“Oh what an atmosphere!” sang no-longer-famous British comedian Russ Abbott in his magnum opus, 'Atmosphere'. “I love a party with a happy atmosphere, so let me take you there, and you and I'll be dancin' in the cool night air!” Words as poignant now as they were in 1984. Snobs out there may feel that Abbott's brand of 18-to-30s-holiday-in-Benidorm-pop lacks the emotional power and technical genius of, say, Joe Dolce but what it lacks in musicianship, it more than makes up for in evocative imagery. Listen to the music embedded below but ignore the video. The image of a shit party on a 1980s cruise ship will fill your mind's eye like diarrhoea in a water bomb.
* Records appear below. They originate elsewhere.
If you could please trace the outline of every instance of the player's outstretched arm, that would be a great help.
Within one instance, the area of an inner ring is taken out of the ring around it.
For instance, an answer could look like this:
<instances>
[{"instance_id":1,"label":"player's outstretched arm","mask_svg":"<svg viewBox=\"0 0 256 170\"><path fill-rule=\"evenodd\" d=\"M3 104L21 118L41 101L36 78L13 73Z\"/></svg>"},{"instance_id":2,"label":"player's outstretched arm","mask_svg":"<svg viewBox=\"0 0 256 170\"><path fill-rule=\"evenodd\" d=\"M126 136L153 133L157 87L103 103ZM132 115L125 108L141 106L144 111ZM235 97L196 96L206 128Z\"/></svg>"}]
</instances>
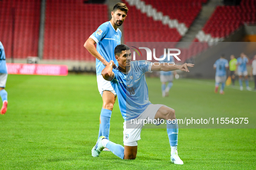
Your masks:
<instances>
[{"instance_id":1,"label":"player's outstretched arm","mask_svg":"<svg viewBox=\"0 0 256 170\"><path fill-rule=\"evenodd\" d=\"M111 81L113 79L115 74L112 71L112 69L114 67L116 67L116 65L113 60L111 60L101 72L101 75L104 79L107 81Z\"/></svg>"},{"instance_id":2,"label":"player's outstretched arm","mask_svg":"<svg viewBox=\"0 0 256 170\"><path fill-rule=\"evenodd\" d=\"M159 66L155 66L153 65L151 67L151 71L163 71L164 72L169 72L169 71L180 69L183 71L189 72L188 67L194 67L194 64L188 64L185 63L182 65L174 65L173 66L169 66L166 63L162 63Z\"/></svg>"},{"instance_id":3,"label":"player's outstretched arm","mask_svg":"<svg viewBox=\"0 0 256 170\"><path fill-rule=\"evenodd\" d=\"M108 62L103 58L95 48L94 44L96 42L92 38L89 38L84 43L84 47L88 50L88 51L94 57L97 58L105 66L107 66L108 64Z\"/></svg>"}]
</instances>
What makes video-games art is their ability to transport the player to another world. All great artwork does it. No painting expresses the horror of the war more powerfully than Picasso's Guernica. The Wire is a brilliant portrait of modern-day Baltimore. Orwell's Road to Wigan Pier transports the reader to 1930s Northern England (then rants for a hundred pages about how socialists are dickheads). Some say art is completely superfluous but I couldn't disagree more. Art is escapism and escapism is essential, especially in a world in which the few people that actually have jobs seem to work in a call centre.
I'm in the middle of Deus Ex: Human Revolution at the moment. It's a magnificent piece of work. Seventy percent RPG and thirty percent FPS, it's extraordinarily ambitious. It falls flat in places. The FPS element is a touch under-cooked. Sometimes the conversations get rather 'Resident Evil on the Playstation' and the load times are a chore, especially when you have to re-play a few times. But it's a small price to pay when you take into account everything it does right. The story and illusion of non-linearity are all brilliantly constructed. The most striking element, however, is the atmosphere.
Walking the streets of Detroit and Shanghai is a pleasure. Sure, they're dank, dystopian shitholes but they're so perfectly crafted that you feel like you're right there. Despite being set in the future, there are enough familiar elements to help your brain fill in the blanks. At one point, I walked into a subway station and could almost smell the stale piss (I had just pissed myself but it wasn't stale yet). This hasn't happened to me since GTA4. I would happily sit in a taxi and watch Liberty City float past my window. My enduring memory of that game isn't a character, mission or spectacular building. It's watching a scabby old building go by. I've played plenty of games since then but none have drawn me in to that degree until now.
GTA4 is often criticised by the gaming community for forgoing 'fun' in favour of realism. It's not an argument I've ever bought into. Fun, as defined by these critics, appears to be directly correlated with the number of jetpacks and explosions in the game. Saint's Row 2 is presented as a superior alternative because, I dunno, you can customise your character into an obese transvestite with a shit Cockney accent. 'Fun', by definition, is something that provides amusement or enjoyment meaning 'fun' can be derived from, listening to Bitches Brew, reading Murakami, solving a Rubik's Cube or even watching a virtual city pass by your virtual taxi window. All relatively sedate activities when compared to spraying shit on a housing estate but no less 'fun'*.
When I play a game, fun happens when I'm whisked away from the drudgery of my life. Atmosphere is arguably the most important part of that. It's what tricks my brain into thinking I'm in another world being a fucking superhero and not an unemployed weirdo in a bedsit.
So yeah, more of it please.
* I don't want to come across as critical of Saint's Row. It does what it does very well and I'm not such a pretentious hypocrite that I won't admit to laughing like a chimp while battering someone to death with a giant purple rubber cock.